How to take an Effective Class: The Learning Pyramid
- September 29, 2020
- Posted by: Teachers Time
- Category: Uncategorized
Every teacher wants their students to learn in his/her class. But very few teachers can boldly say that all the students in their class actually learn all the things they teach. How to make sure that you can take a great class where every child will learn?
Most of the teachers who have gone through any kind of training, must be familiar with the ‘Learning Pyramid’. It is widely used in various professional courses including teacher training. The learning pyramid shows us how much retention of learning is achieved through various teaching techniques.
Students learn least when teacher conducts classes by passive teaching methods such as lecture, and learn more by active teaching methods for instance, practice or teaching others.
National Training Laboratories, Bethel, Maine developed and used this diagram called ‘Learning Pyramid’ in the early 1960s which shows various approaches of teaching and the percentage of retention of learning.
Usually our teachers in Bangladesh follow the first method – lecture. It has the lowest rate of retention and the most passive teaching method. Through lecture, students can retain only 5% of the topic. Other passive methods include reading, audio visual (popularly known as ‘multimedia class’ in Bangladesh) and demonstration (also rare in Bangladeshi schools).
According to the pyramid, the last three levels – group discussion, practicing by doing and teaching others, ensure more student engagement and more learning. These three teaching methods are known as ‘Active Teaching Methods’.

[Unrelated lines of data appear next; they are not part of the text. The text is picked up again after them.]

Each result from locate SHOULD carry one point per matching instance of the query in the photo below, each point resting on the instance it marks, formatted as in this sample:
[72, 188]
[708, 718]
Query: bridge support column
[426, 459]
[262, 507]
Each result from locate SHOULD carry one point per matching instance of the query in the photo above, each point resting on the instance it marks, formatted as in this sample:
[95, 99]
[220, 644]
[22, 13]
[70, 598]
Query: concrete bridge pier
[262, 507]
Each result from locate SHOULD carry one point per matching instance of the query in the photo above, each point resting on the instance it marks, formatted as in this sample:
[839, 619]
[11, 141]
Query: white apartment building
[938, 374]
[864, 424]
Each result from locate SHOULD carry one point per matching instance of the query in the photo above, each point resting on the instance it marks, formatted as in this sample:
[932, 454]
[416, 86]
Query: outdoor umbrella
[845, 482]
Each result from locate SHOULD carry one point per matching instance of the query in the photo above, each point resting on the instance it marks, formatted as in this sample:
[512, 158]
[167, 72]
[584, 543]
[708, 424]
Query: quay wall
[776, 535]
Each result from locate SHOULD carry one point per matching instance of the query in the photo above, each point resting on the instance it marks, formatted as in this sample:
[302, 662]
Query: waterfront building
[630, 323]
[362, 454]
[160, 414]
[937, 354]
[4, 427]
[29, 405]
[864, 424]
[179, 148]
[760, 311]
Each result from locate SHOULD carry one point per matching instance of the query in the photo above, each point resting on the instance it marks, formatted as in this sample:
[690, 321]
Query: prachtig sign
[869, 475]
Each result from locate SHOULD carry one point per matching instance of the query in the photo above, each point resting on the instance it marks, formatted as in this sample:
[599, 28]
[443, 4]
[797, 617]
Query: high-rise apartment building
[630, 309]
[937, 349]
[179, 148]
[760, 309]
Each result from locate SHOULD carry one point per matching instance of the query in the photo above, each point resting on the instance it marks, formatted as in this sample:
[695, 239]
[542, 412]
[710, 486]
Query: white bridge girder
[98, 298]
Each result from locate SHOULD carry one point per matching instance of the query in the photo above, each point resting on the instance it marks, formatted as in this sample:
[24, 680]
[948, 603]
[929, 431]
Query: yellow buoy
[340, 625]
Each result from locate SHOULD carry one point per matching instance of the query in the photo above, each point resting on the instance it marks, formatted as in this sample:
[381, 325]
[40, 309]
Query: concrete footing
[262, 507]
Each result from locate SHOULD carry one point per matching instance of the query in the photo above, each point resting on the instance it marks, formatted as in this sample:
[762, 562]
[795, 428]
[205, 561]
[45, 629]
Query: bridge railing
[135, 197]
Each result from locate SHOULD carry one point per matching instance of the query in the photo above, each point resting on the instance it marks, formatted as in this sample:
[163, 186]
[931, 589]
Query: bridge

Often group discussions are considered as waste of time among many teachers. But researches show that group discussion among students is one of the most engaging and effective methods to learn new topics. Teachers can divide the class into small groups and give a particular topic or theme from the book. During this period, teachers will encourage students to ask lot of questions and try to give answers within the student groups. After the group work, students can present what they learned from that topic. When they do that they will practice the last method – teaching others.
In most of the science classes, teachers can use regular items and materials to demonstrate a science project and then ask students to come up with small science projects. In Light of Hope, we provide ‘science lab in a box’ to schools where teachers and students can use all these science tool and toys to work on small science projects that are given in the curriculum.
Enroll in our Online Courses: https://www.teacherstimebd.com/auth/register
So next time, when you take a class, keep in mind this Learning Pyramid and combine multiple methods. There are different types of learners in a classroom and when you use all these different techniques all types of learners will be able to learn effectively. And as teacher you can be truly satisfied to know that you’ve conducted a successful class.